Since permutation importances is measured with respect to model performance, computing it using the training set can provide misleading results on overfitted models, so it is best practice to calculate it using data not used to train the model. 


In [None]:
from sklearn.inspection import permutation_importance

# Calculate permutation importance for RandomForest model

# Calculate permutation importance
perm_importance = permutation_importance(best_rf, X_test, y_test, n_repeats=50, random_state=42)

# Sort the permutation importance by value
sorted_indices = perm_importance.importances_mean.argsort()
sorted_importances = perm_importance.importances_mean[sorted_indices]
sorted_features = X.columns[sorted_indices]
sorted_std = perm_importance.importances_std[sorted_indices]

# Create horizontal bar plot
plt.figure(figsize=(10, 6))
plt.barh(range(len(sorted_features)), sorted_importances, xerr=sorted_std, 
         color='skyblue', edgecolor='navy', alpha=0.7)

# Add feature names as y-tick labels
plt.yticks(range(len(sorted_features)), sorted_features)

# Add labels and title
plt.xlabel('Permutation Importance (Mean Decrease in Model Performance)')
plt.title('Feature Importance based on Permutation Importance')

# Add grid for better readability
plt.grid(axis='x', linestyle='--', alpha=0.6)

# Adjust layout and display
plt.tight_layout()
plt.show()

# Print the actual values for reference
for feature, importance, std in zip(sorted_features, sorted_importances, sorted_std):
    print(f"{feature}: {importance:.4f} ± {std:.4f}")

### Advantages

* Easy to understand and implement; provides a quick, global overview of feature importance
* Can be used with any model
* Satisfies the *consistency* property

### Disadvantages

* Permuting the values of a single features can produce data points outside the distribution of the data when features are correlated. 
* Does not provide prediction-level feature importances and so cannot be locally accurate
* Permutation importance can split the importance between correlated features, making one (or both) features seem less important than they actually are
* Permutation importance uses the model *performance* instead of *output*, and this may not be what you want depending on the context

The plot below uses some dummy data to illustrate the effect on the data disbritution of permuting a feature when two features are correlated. The points in red are the result of permuting Feature 1, which generates unrealistic data points that are outside the joint distribution of Features 1 and 2. 

In [None]:
np.random.seed(42)

n_samples = 1000
x1 = np.random.normal(0, 1, n_samples)
x2 = 0.8 * x1 + 0.2 * np.random.normal(0, 1, n_samples)
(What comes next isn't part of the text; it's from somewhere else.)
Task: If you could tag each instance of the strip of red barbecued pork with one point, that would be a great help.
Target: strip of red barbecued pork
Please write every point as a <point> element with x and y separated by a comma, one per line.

df_sample = pd.DataFrame({'feature1': x1, 'feature2': x2})

X_permuted = df_sample.copy()

# Select a slice from the middle of feature1's range to permute
lower_bound = np.percentile(df_sample['feature1'], 25)
upper_bound = np.percentile(df_sample['feature1'], 75)
mask = (X_permuted['feature1'] >= lower_bound) & (X_permuted['feature1'] <= upper_bound)
indices_to_permute = X_permuted[mask].index

# Save original values for visualization
original_values = X_permuted.loc[indices_to_permute, 'feature1'].copy()

# Permute feature1 values within the selected range
X_permuted.loc[indices_to_permute, 'feature1'] = np.random.permutation(original_values)

# Calculate correlation
original_corr = df_sample['feature1'].corr(df_sample['feature2'])
permuted_corr = X_permuted['feature1'].corr(X_permuted['feature2'])

# Create scatter plot to visualize the effect of permutation
plt.figure(figsize=(8, 8))

# Plot all points in the original data
plt.scatter(df_sample['feature1'], df_sample['feature2'], 
            alpha=0.5, label='Original Points', color='blue')

# Highlight the permuted points
plt.scatter(X_permuted.loc[indices_to_permute, 'feature1'], 
            X_permuted.loc[indices_to_permute, 'feature2'], 
            alpha=0.7, label='Permuted Points', color='red')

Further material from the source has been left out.